Monday, June 2, 2008

posting pipeline

There are quite a few "big idea" posts in the pipeline that are currently gestating in different forms. It's helpful for me to organize thoughts beforehand into questions or topic areas, and I thought I would share what I'm thinking about. Any comment requests one way or another will affect what I get around to sooner rather than later:

1) Passenger or Policy-maker?
Rather than “Yes, We Can!” a more thoughtful response to a promising proposal would be, “Yes! Can we?” This post will explore how we have a tendency to be overconfident about what we know and we can do to bring about end results we desire. From individuals playing the stock market (such as myself) to high-powered execs in the banking world, there is good reason to believe we are living in a world very different from how we perceive it. The repercussions of this lack of understanding wouldn’t be so devastating if it wasn’t accompanied by an overconfidence that caused us to act brazenly despite the folly of running down a dark flight of stairs. This topic has direct and significant implications for business and political leaders, and by, extension, us, as the shareholders and citizens who support their leadership.

2) Hope for the Bottom Billion
There is reason to hope for the bottom billion people in the world, who have been excluded from the tremendous economic growth of the mid-late 20th century.

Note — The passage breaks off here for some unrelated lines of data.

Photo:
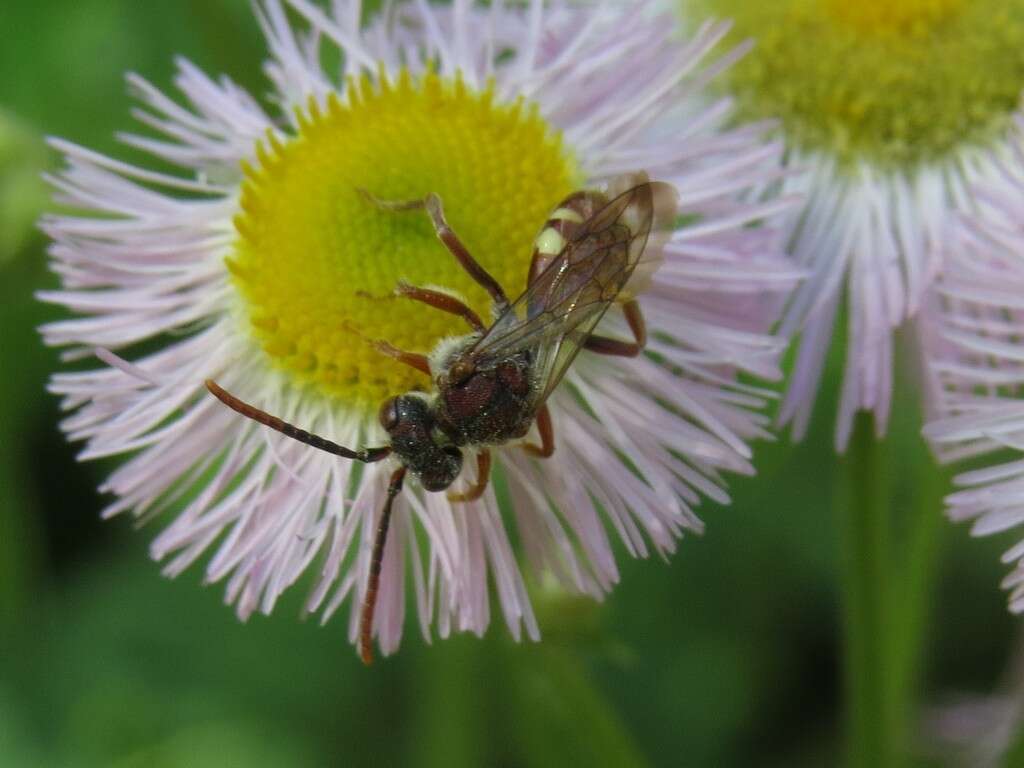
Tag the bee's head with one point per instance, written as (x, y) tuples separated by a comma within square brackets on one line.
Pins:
[(410, 423)]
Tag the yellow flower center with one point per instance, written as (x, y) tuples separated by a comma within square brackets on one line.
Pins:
[(895, 82), (316, 262)]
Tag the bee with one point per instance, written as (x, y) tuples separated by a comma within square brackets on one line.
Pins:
[(492, 384)]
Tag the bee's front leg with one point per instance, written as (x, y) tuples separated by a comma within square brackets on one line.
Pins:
[(434, 209)]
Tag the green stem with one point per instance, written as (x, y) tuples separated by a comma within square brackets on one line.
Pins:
[(870, 708), (924, 537)]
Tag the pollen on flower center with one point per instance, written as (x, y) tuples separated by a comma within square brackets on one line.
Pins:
[(895, 83), (888, 17), (315, 262)]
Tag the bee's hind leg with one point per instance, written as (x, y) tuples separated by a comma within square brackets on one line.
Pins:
[(604, 345), (434, 209)]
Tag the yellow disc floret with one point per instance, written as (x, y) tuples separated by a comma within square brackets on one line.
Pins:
[(894, 82), (316, 261)]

This post will explore what is changing for them, why, and what we can learn from the process.

3) What is a nation-state?
In light of a book by Robert Reich, former Secretary of Labor, this post will examine the role of the nation-state, and how different modes of interpretation can change the nation-state’s perceived utility.

4) Work in the 21st century
In light of the same Reich book, this post will look at how the value of different types of work has been changing, and how these changes have affected both the spatial distribution of workers and the income potential of different types of workers.

5) Translating environmentalism into policy
Most people agree that it’s better to conserve the environment than to destroy it, especially if it will cause large-scale destruction in the not-so-distant future. Disagreement arises because of unclear costs and benefits. I’ve already posted before about the lack of clarity on the actual goals of many environmental plans (Why 30% reduction in X? Why not 40%? Or 20? Why not a reduction in Y?); this post will focus on the cost end of conservation plans (SPOILER ALERT: Al Gore’s plan is a little extravagant…)

6) What is Freedom?
Are you free from oppression, or free to do something? Is freedom a negative right or a positive right? This post will join the chorus that economic freedom is the key to personal and public prosperity, but with an understanding of freedom as a positive, not negative, right.

7) Learning from video games
If I had to define my computer supraliteracy period I would call it the “Pre-Second Life Age.” The 21st century has ushered in the creation of parallel virtual worlds, whose potential has not come close to being tapped. The Harvard Business Review recently had an article on the potential for leadership development in these massive multiplayer role-playing games, and adeptly notes that the current crop of games is especially well-suited for quick tactical decision-making often found in military action. I don’t know a ton about these games first-hand, but they appeal to me as incredible social science laboratories.

8) Reverse engineering the Swedish Kool-Aid
The Nordic states seem to have it all figured out. They eclipse the competitiveness of the US while providing the social net of Europe. How? Why? What can we learn from our blonde friends?

9) Gentrification, suburbia, and sprawl
In light of Alex’s comment on the Jane Jacobs book, an exploration of how the government has accidentally preconditioned cities for gentrification, scared up White Flight, promoted suburban sprawl, and created an incentive for people to arrange themselves spatially in an unproductive and inefficient pattern.

10) The problem of fairness
In light of Max Bazerman’s work on cognitive biases, a look at how we perceive fairness, and how sensitive our perception is to the presentation of data. Special attention paid to understanding how to develop a coherent conception of fairness.

11) Cognitive biases in business
Bazerman has laid out a ton of cognitive biases borne out in psychological studies. This post will briefly summarize them and connect them to current policy issues.

2 comments:

Lia said...

Ill make my vote for #2 and/or #4 to move up to the front of the queue.

Lia said...

Ok, actually, put #7 at the top of the list. I am really eager to learn how my enjoyment of an unnamed computer game is going to be applicable to my daily life.